I invited the parties’ submissions concerning whether the remission should be to the same or different Tribunal. The relevant guidance is set out in Sinclair Roche & Temperley v Heard [2004] IRLR 763 at §§46-7(referred to with approval at §31 of Barke v SEETEC Business Technology Centre Ltd [2005] ICR 1373).Mr Reade argued that the remission should be to a different Tribunal on the basis that (i) the decision on Polkeywas totally flawed such that one cannot be confident the Tribunal would get it right the second time around; (ii) there was a real risk that the Tribunal has made up its mind and might reverse engineer the same result; and (iii) there was likely to be a lengthy delay if remitted to the same Judge as opposed to a newly constituted Tribunal.
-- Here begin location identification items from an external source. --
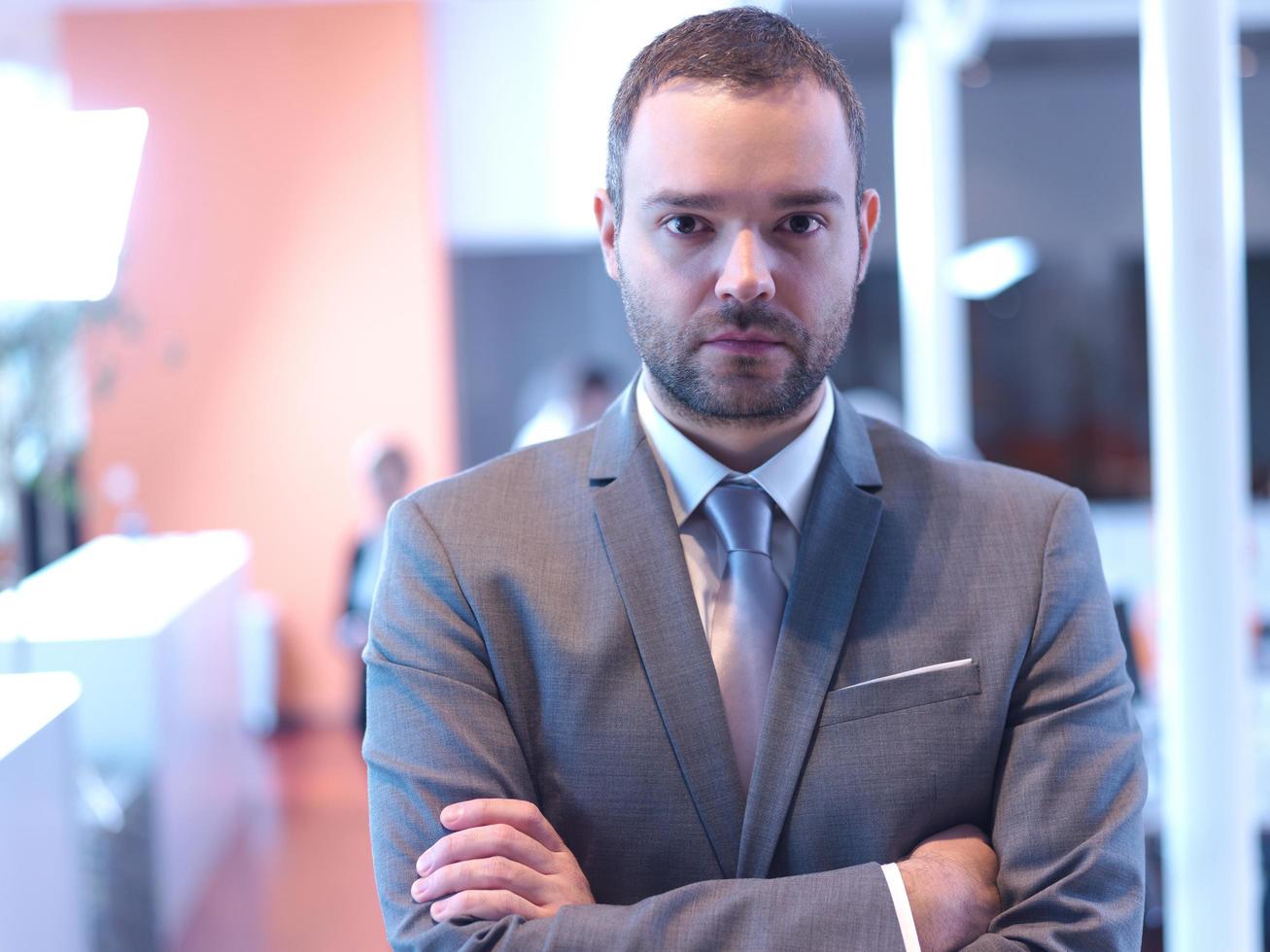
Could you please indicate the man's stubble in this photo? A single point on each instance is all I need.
(670, 353)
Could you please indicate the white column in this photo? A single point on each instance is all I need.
(929, 214)
(1195, 270)
(929, 49)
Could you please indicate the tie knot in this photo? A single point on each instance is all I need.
(743, 517)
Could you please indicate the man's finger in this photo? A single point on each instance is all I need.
(489, 873)
(520, 814)
(484, 904)
(478, 841)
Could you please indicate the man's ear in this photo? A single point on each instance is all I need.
(870, 211)
(607, 222)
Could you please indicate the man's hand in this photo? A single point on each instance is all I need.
(503, 858)
(951, 885)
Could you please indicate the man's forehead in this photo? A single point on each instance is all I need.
(704, 137)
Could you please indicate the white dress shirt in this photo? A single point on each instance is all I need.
(787, 477)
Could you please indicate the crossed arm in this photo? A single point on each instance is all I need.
(499, 874)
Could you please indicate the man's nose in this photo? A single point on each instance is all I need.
(745, 276)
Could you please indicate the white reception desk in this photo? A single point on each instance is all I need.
(149, 628)
(40, 860)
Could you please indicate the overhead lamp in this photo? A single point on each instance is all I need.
(987, 268)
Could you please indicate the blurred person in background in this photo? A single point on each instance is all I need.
(738, 667)
(587, 393)
(385, 470)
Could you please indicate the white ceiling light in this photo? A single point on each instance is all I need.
(987, 268)
(66, 182)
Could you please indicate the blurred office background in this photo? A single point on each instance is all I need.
(355, 252)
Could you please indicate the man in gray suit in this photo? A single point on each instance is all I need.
(736, 667)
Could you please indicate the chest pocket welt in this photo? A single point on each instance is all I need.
(857, 700)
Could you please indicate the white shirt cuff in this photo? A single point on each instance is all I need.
(903, 911)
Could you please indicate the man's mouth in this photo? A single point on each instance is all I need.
(744, 342)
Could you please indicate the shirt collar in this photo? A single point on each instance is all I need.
(690, 472)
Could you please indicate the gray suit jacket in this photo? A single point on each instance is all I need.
(534, 636)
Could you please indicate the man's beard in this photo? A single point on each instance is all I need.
(670, 355)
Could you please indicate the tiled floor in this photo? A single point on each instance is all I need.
(298, 874)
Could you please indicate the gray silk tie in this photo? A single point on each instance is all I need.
(747, 613)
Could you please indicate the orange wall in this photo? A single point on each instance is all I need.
(286, 269)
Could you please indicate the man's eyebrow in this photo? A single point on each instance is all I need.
(809, 197)
(682, 199)
(803, 198)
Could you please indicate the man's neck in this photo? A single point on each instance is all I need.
(741, 446)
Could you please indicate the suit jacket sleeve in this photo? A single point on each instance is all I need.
(1071, 779)
(438, 733)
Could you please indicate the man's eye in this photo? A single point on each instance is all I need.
(685, 224)
(803, 223)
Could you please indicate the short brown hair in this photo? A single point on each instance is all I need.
(741, 48)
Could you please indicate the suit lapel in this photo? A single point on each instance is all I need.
(837, 536)
(644, 551)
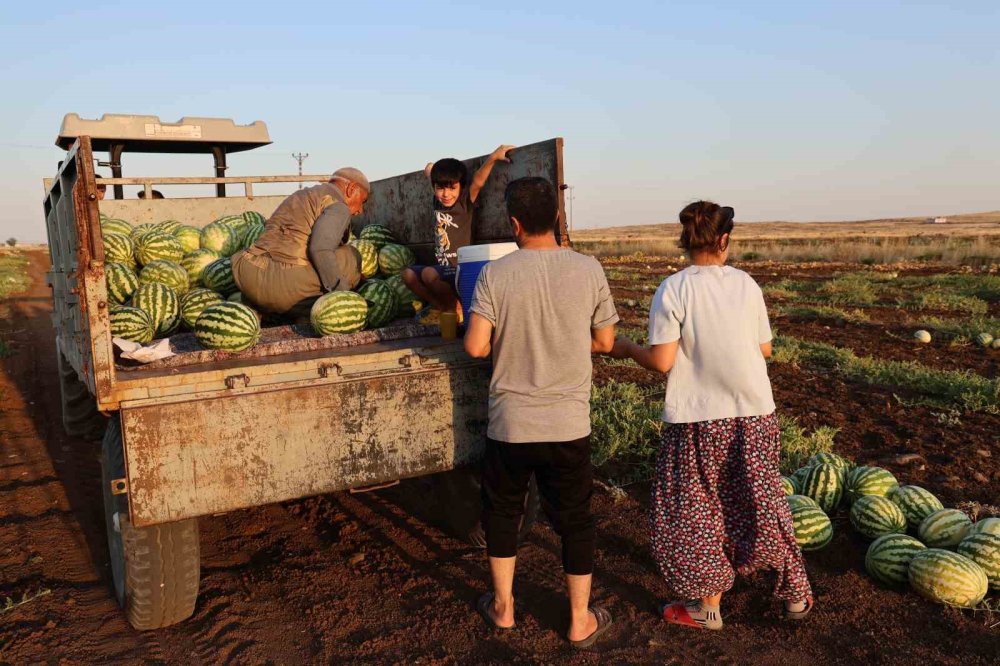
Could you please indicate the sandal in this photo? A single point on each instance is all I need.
(603, 622)
(485, 606)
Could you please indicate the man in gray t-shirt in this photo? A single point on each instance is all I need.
(540, 312)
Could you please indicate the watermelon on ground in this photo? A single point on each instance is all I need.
(948, 578)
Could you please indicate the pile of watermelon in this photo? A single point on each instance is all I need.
(164, 276)
(950, 560)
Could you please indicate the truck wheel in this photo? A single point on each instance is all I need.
(459, 494)
(155, 569)
(80, 415)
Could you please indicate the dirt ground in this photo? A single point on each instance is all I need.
(372, 578)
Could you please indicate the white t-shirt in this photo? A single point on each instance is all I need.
(718, 314)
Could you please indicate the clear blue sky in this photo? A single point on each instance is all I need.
(785, 110)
Mr Brittenden submitted the question should go back to the same Judge who heard the evidence; that Judge can retake the decision in light of the guidance in this judgment. He submitted the remedy hearing has not yet taken place and that would provide a suitable opportunity for the decision to be retaken.

121.

Having balanced the relevant factors, I am of the view the remission should be to the same Tribunal. Whilst I have concluded that the Tribunal erred in law, I do not consider the decision “totally flawed” in the sense described by Burton J at §46.4 of Sinclair Roche. Nor do I consider that there is a real risk that the Tribunal would take the opportunity to bite the cherry for a second time, instead of genuinely looking at matters afresh and in line with the guidance in this judgment. I consider the position is as described in §46.6 of Sinclair Roche: the Tribunal has been corrected on an honest misapplication of the legally required approach; it has not committed itself in its reasons in such a way to suggest a rethink is impracticable. Accordingly, the presumption that the Tribunal will professionally go about its task on the remitted question applies. Further, the Tribunal has already heard the relevant evidence. It is more proportionate for it to be asked to retake the decision in the light of further submissions and this judgment than for a fresh Tribunal to come to the case. There has been some passage of time since the judgment was sent to the parties in May 2024, but this is not such that the Tribunal will not be able to refresh its memory. It also seems to me that the same Tribunal will be able to deal with the remitted question within a reasonable period, especially as it is still seized of the issue of remedy.

122.

I benefitted greatly from the submissions that were advanced on behalf of the parties in this case and conclude by thanking counsel for their assistance.